Rein in profiteering by drug-industry middlemen
The Federal Trade Commission recently requested public comments on the impact of drug-industry middlemen on drug affordability and access.
Better known as pharmacy benefit manners, or PBMs, these are the unknown middlemen that manage prescription drug benefits for insurers and large employers.
As part of their role, PBMs negotiate for discounts with drug makers and decide what medicines insurance companies will make available. They also reimburse pharmacies for dispensing drugs to patients. Some PBMs even own insurance companies or pharmacy chains themselves.
Just three large PBMs control about 85 percent of the market, giving them enormous control over what medications you can purchase, where you can get them and how much you pay. Middlemen are supposed to act as simple go-betweens and operate on razor thin margins. But PBMs have figured out how to game the marketplace. From the consumer’s perspective, the problem is that PBMs inflate out-of-pocket costs. With millions of Americans struggling to afford prescription medication, the discounts PBMs extract from drug makers should, in theory, go to patients.
Instead, they pocket most of the savings and pass the rest to insurers, with consumers rarely seeing a dime. An insurer can even charge a patient more for a given drug than it paid the PBM — a practice that, bizarrely, remains perfectly legal.
As bad as PBMs are for consumers, they’re also squeezing the independent, non-chain pharmacies that are the lifeblood of so many communities — and in some cases driving them out of business.
Independent pharmacies take on the cost of stocking medicine and dispensing it to patients, but have little control over their own earnings, because PBMs determine patient co-pays and decide how much to reimburse pharmacies for insurance-covered medication. The difference between what a PBM bills the insurance plan for a drug and what it charges the pharmacy is called the “spread.” Spreads are growing so fast that PBM profits have nearly doubled in the last 10 years, increasing by more than $10 billion.

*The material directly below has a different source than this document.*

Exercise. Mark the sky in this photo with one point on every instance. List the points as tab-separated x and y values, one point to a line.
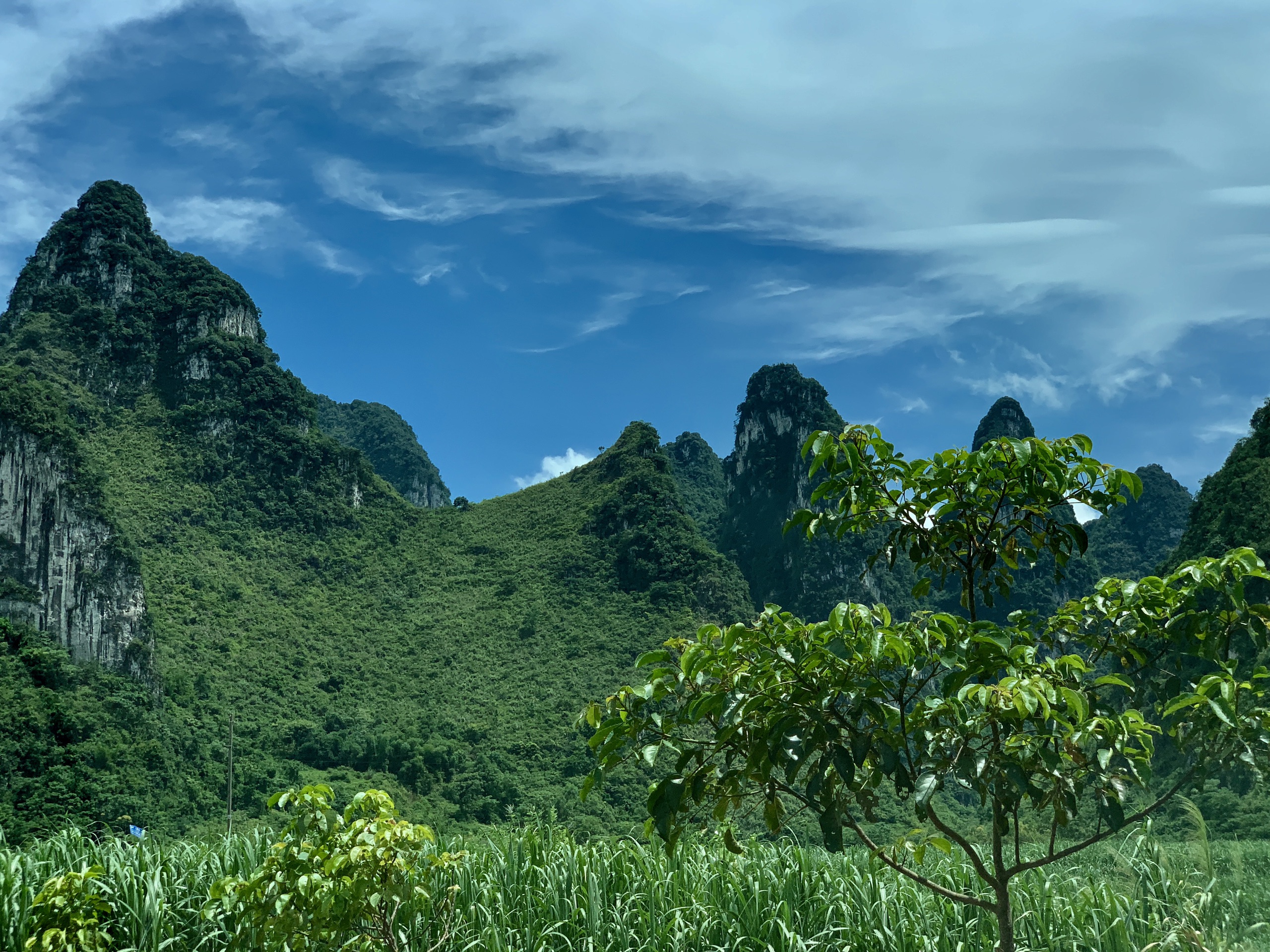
524	226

Often, PBMs reimburse pharmacies below cost, forcing them to take a loss. And of course, PBMs reimburse their own pharmacies at better rates than those outside their networks — an anti-competitive, anti-small-business, anti-consumer practice.
Communities are seeing the impact. In the 16 years ending in 2018, 16 percent of independently owned rural pharmacies in the United States closed, according to a study from the Rural Policy Research Institute at the University of Iowa.
To repair this situation, we urgently need a study of PBMs that compels them to turn over information about their pricing and reimbursement practices. Previous studies of PBMs have looked at how they affect big payors, like insurance companies, but we need to know more about how these murky, unregulated businesses are affecting American households.
As Trade Commission Chair Lina Khan said, the agency has “a real moral imperative” to rein in PBMs. It’s time to stop letting their profiteering trump our health.